Well, I spent most of my eighth grade in the library escaping from Mrs. Hennessey's eighth grade class was sort of my favorite part of it.
The school systems had the school libraries open one day a week during the summer, and so we were able to drag our radio flyer wagon from home to the school rebuild our week's supply of books. That was wonderful.
When I got old enough to go to the by Copper Queen Library, Mrs. Howe, the librarian there, kept trying to keep me out of the adult section, because I had read all those other books. And she was very serious about... you could only check out two fiction and you had to take five non-fiction. Well, I was a fiction girl, so I carried all those books home, but I never read any of those.

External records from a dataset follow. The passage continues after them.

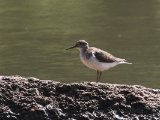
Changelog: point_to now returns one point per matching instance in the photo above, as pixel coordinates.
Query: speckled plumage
(97, 59)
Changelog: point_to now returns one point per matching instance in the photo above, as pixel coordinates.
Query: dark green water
(35, 33)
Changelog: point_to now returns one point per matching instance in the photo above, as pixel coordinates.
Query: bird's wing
(106, 57)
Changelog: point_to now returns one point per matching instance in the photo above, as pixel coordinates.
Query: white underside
(93, 63)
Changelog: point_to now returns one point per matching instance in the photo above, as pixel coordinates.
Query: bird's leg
(97, 76)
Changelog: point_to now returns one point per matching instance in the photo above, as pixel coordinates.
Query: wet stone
(33, 99)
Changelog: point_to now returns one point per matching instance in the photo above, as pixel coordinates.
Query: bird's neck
(84, 49)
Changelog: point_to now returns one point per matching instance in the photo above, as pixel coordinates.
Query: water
(34, 35)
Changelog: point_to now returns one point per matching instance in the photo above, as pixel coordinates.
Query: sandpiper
(96, 59)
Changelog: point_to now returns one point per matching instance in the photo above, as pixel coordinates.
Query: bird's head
(80, 44)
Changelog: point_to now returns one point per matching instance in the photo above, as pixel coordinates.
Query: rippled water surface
(35, 33)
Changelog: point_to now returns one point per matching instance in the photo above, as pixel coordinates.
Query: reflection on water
(34, 35)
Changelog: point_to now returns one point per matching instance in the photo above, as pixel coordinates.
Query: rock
(33, 99)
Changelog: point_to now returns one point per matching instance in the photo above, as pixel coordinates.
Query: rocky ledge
(33, 99)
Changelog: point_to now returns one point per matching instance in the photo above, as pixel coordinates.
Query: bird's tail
(124, 62)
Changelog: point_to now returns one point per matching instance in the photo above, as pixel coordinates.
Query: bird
(96, 59)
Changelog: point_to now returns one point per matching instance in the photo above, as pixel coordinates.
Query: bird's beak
(71, 47)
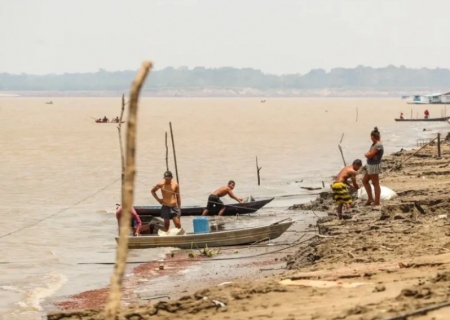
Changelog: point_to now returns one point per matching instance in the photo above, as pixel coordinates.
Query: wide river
(60, 172)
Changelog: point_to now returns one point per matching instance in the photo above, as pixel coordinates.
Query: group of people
(170, 201)
(341, 193)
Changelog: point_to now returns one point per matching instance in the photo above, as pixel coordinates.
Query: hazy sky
(57, 36)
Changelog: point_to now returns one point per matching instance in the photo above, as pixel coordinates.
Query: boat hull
(212, 239)
(423, 119)
(230, 209)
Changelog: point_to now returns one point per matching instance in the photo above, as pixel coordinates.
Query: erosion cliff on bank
(372, 265)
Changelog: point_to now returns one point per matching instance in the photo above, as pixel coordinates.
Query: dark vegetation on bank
(361, 77)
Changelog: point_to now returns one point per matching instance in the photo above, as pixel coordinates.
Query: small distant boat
(423, 119)
(100, 121)
(212, 239)
(230, 209)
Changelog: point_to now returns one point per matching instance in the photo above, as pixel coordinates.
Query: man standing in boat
(171, 200)
(214, 202)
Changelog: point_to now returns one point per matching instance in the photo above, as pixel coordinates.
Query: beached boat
(212, 239)
(423, 119)
(231, 209)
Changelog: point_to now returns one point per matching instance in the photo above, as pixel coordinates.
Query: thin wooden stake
(119, 128)
(113, 305)
(439, 145)
(174, 153)
(167, 155)
(342, 154)
(257, 171)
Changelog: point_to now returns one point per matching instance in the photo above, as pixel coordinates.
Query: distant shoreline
(220, 93)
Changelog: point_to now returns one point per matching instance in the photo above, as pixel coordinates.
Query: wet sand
(372, 265)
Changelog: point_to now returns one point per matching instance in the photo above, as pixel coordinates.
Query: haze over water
(55, 158)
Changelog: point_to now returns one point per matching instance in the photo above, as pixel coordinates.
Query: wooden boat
(230, 210)
(213, 239)
(423, 119)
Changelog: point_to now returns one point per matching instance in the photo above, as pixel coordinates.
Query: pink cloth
(134, 216)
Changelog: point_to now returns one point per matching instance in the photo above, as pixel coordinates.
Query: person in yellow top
(171, 200)
(340, 192)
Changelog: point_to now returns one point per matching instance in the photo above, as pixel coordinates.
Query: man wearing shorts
(340, 192)
(171, 200)
(214, 202)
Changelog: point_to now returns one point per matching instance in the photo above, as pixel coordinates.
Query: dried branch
(113, 305)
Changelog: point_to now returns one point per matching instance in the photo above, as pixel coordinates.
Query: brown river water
(60, 172)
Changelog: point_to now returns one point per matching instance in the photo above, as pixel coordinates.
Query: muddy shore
(375, 264)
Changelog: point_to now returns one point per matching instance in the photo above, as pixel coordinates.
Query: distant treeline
(227, 77)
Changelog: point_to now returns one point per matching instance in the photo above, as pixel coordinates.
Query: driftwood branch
(257, 171)
(113, 305)
(174, 153)
(167, 155)
(119, 128)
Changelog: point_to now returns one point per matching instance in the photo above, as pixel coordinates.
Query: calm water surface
(60, 172)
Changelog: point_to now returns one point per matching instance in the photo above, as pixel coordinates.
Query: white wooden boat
(212, 239)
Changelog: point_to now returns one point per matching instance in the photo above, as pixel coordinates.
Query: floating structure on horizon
(433, 98)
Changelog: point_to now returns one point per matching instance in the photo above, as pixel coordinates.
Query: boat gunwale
(206, 236)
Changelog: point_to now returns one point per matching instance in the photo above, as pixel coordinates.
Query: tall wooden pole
(174, 153)
(119, 128)
(439, 145)
(258, 168)
(167, 155)
(115, 292)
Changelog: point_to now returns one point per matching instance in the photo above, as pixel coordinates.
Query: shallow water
(60, 172)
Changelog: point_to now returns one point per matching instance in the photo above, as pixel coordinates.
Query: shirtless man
(340, 192)
(171, 201)
(214, 201)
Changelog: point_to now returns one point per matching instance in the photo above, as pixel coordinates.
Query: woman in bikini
(374, 156)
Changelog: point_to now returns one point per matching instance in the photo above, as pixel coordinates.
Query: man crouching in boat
(340, 192)
(214, 201)
(171, 201)
(135, 220)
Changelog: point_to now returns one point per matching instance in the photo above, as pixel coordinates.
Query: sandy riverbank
(374, 265)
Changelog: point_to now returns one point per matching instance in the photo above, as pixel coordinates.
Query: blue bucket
(201, 225)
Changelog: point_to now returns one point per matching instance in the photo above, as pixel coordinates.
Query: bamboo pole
(257, 171)
(167, 155)
(174, 153)
(342, 154)
(113, 304)
(119, 128)
(439, 144)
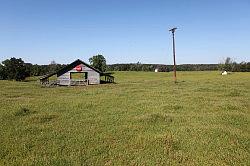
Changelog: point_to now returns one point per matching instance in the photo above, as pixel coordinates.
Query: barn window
(78, 75)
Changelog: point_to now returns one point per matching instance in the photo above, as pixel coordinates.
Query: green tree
(227, 65)
(15, 69)
(98, 62)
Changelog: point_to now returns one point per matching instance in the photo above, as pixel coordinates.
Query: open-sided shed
(77, 73)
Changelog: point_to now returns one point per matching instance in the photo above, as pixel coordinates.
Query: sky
(125, 31)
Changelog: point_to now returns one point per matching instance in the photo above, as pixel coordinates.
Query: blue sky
(125, 31)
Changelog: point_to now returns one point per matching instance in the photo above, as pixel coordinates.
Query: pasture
(143, 119)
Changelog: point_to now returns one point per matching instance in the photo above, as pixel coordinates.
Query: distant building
(77, 73)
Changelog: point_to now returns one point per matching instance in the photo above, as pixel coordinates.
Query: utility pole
(173, 30)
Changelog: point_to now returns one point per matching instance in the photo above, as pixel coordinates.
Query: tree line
(17, 69)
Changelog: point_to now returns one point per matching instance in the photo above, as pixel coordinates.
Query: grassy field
(144, 119)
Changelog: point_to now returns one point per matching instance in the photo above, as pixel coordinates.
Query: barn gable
(78, 73)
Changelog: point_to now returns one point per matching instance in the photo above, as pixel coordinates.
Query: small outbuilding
(77, 73)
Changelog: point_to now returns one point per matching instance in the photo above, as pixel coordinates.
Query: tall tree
(98, 62)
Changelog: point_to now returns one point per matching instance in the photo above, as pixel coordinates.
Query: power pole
(173, 30)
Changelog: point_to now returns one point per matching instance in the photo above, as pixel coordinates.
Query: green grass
(144, 119)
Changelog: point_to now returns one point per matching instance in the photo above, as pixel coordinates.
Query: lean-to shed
(77, 73)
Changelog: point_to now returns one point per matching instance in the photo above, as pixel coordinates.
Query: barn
(77, 73)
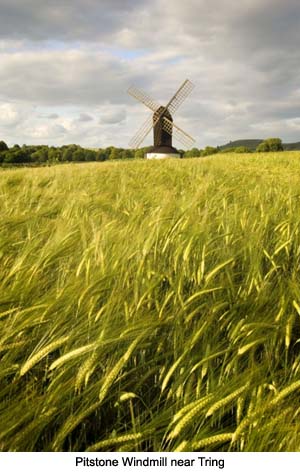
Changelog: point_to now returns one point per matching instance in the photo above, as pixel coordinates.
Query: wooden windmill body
(161, 121)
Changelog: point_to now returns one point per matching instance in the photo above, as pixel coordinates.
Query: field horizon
(151, 305)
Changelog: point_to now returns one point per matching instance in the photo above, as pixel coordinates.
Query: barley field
(151, 305)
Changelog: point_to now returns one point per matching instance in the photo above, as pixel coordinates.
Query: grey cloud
(63, 20)
(84, 117)
(243, 58)
(114, 116)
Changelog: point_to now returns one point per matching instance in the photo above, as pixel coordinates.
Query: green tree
(3, 146)
(101, 155)
(273, 144)
(242, 150)
(209, 151)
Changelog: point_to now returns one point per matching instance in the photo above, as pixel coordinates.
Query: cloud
(84, 117)
(112, 116)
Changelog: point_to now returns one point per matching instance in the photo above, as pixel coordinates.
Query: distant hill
(253, 143)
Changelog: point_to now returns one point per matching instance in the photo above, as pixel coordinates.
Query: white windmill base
(160, 155)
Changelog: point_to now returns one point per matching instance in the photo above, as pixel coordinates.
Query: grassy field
(151, 305)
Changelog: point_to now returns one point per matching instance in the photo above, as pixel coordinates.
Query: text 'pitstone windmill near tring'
(161, 121)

Well, there were no bookstores in Bisbee Arizona, there were only libraries. The Hardy Boys, Nancy Drew, The Dana Girls, those were all the books where I started. And Zane Grey, of course.

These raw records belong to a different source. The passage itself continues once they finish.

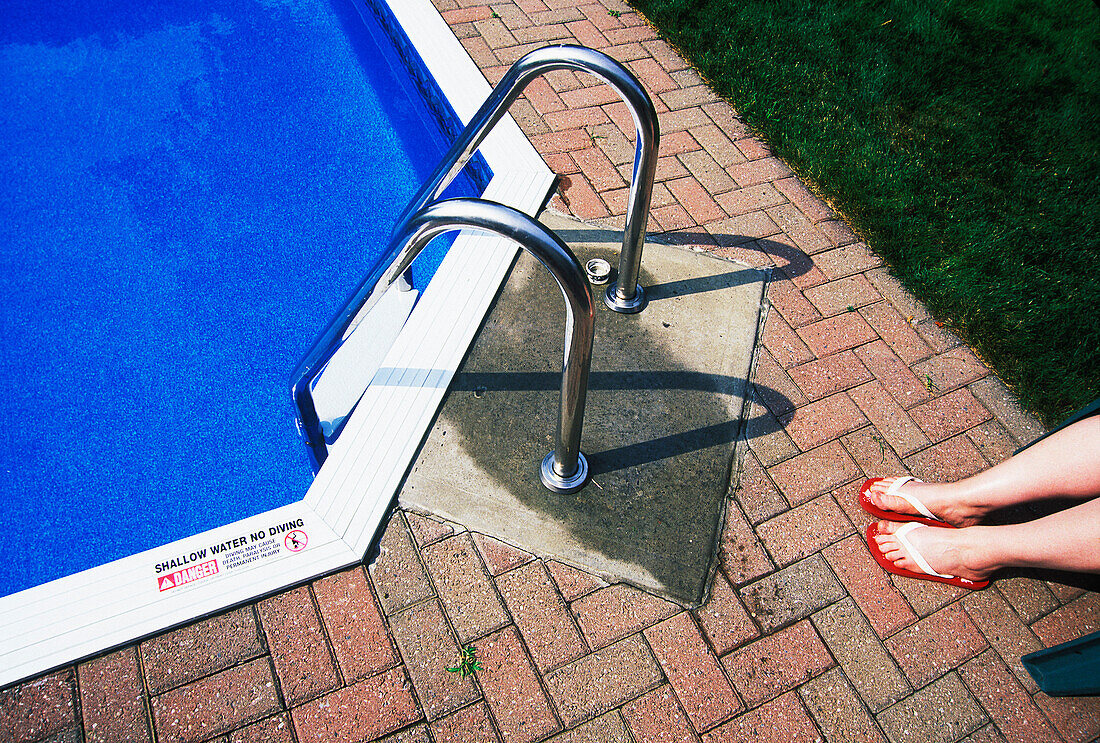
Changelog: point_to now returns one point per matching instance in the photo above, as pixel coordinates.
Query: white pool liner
(116, 603)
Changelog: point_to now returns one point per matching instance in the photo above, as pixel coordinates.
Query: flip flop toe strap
(897, 484)
(902, 535)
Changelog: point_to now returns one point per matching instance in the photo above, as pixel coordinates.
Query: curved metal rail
(564, 469)
(624, 295)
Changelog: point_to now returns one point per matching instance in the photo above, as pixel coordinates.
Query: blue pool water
(190, 188)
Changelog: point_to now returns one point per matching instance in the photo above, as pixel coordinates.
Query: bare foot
(947, 552)
(944, 501)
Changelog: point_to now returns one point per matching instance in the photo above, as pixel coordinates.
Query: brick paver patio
(804, 636)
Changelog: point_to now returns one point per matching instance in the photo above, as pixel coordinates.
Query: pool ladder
(564, 469)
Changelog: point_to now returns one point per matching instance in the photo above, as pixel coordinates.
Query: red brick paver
(803, 637)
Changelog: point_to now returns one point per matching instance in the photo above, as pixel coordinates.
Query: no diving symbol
(296, 541)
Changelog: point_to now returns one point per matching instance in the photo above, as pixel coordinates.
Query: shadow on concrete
(649, 450)
(667, 403)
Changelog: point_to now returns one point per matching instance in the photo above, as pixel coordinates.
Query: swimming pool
(245, 182)
(188, 209)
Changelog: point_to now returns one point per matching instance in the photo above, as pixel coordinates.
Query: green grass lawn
(958, 138)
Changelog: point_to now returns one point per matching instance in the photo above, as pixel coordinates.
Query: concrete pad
(664, 411)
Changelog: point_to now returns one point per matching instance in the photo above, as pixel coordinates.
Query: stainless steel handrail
(624, 295)
(562, 470)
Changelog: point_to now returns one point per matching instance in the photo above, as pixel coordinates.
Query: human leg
(1064, 465)
(1064, 541)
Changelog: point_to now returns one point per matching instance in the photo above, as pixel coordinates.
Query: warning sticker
(187, 576)
(251, 553)
(238, 552)
(296, 541)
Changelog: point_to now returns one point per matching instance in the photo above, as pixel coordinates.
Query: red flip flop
(924, 516)
(902, 534)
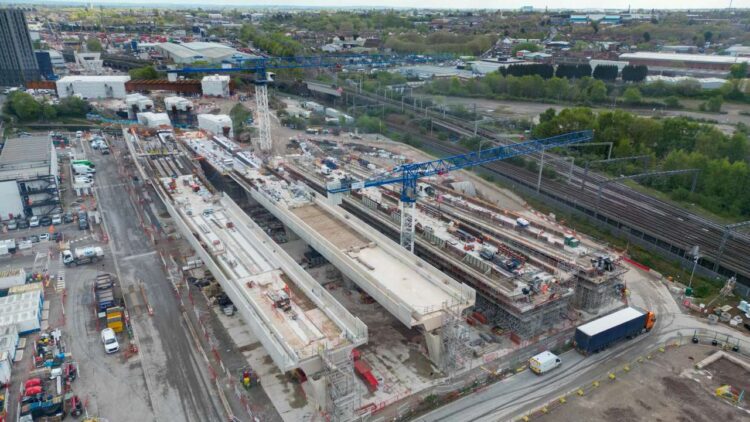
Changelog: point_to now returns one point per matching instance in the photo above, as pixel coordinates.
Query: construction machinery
(409, 174)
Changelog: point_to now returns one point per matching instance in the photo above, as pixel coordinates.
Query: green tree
(672, 102)
(632, 96)
(93, 45)
(72, 107)
(738, 70)
(714, 104)
(24, 106)
(547, 115)
(147, 72)
(598, 91)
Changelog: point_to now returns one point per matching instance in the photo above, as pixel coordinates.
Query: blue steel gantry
(409, 174)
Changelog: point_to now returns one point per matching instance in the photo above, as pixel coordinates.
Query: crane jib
(408, 174)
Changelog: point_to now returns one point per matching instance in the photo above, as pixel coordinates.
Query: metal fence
(481, 377)
(719, 340)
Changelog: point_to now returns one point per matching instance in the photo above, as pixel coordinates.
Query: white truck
(79, 169)
(543, 362)
(82, 255)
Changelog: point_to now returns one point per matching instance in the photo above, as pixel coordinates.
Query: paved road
(520, 393)
(176, 376)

When I was writing "Hour of the Hunter," the first Walker book, I had been away from the reservation for fifteen years. I was able to... I put in seventy interlibrary loans requests at the Newport Branch of the King County Library, and those seventy interlibrary loans really did form the basis for that book.
Libraries are places where people who are struggling can go to find respite. The ancient sacred charge of the storyteller is to beguile the time, and the time when you're laid off work and struggling is a time in need of bequiling.
Library books do that.
I'm working on next summer's Joanna Brady book. Not named yet. Haven't named the baby, but the baby will be named before I finish it.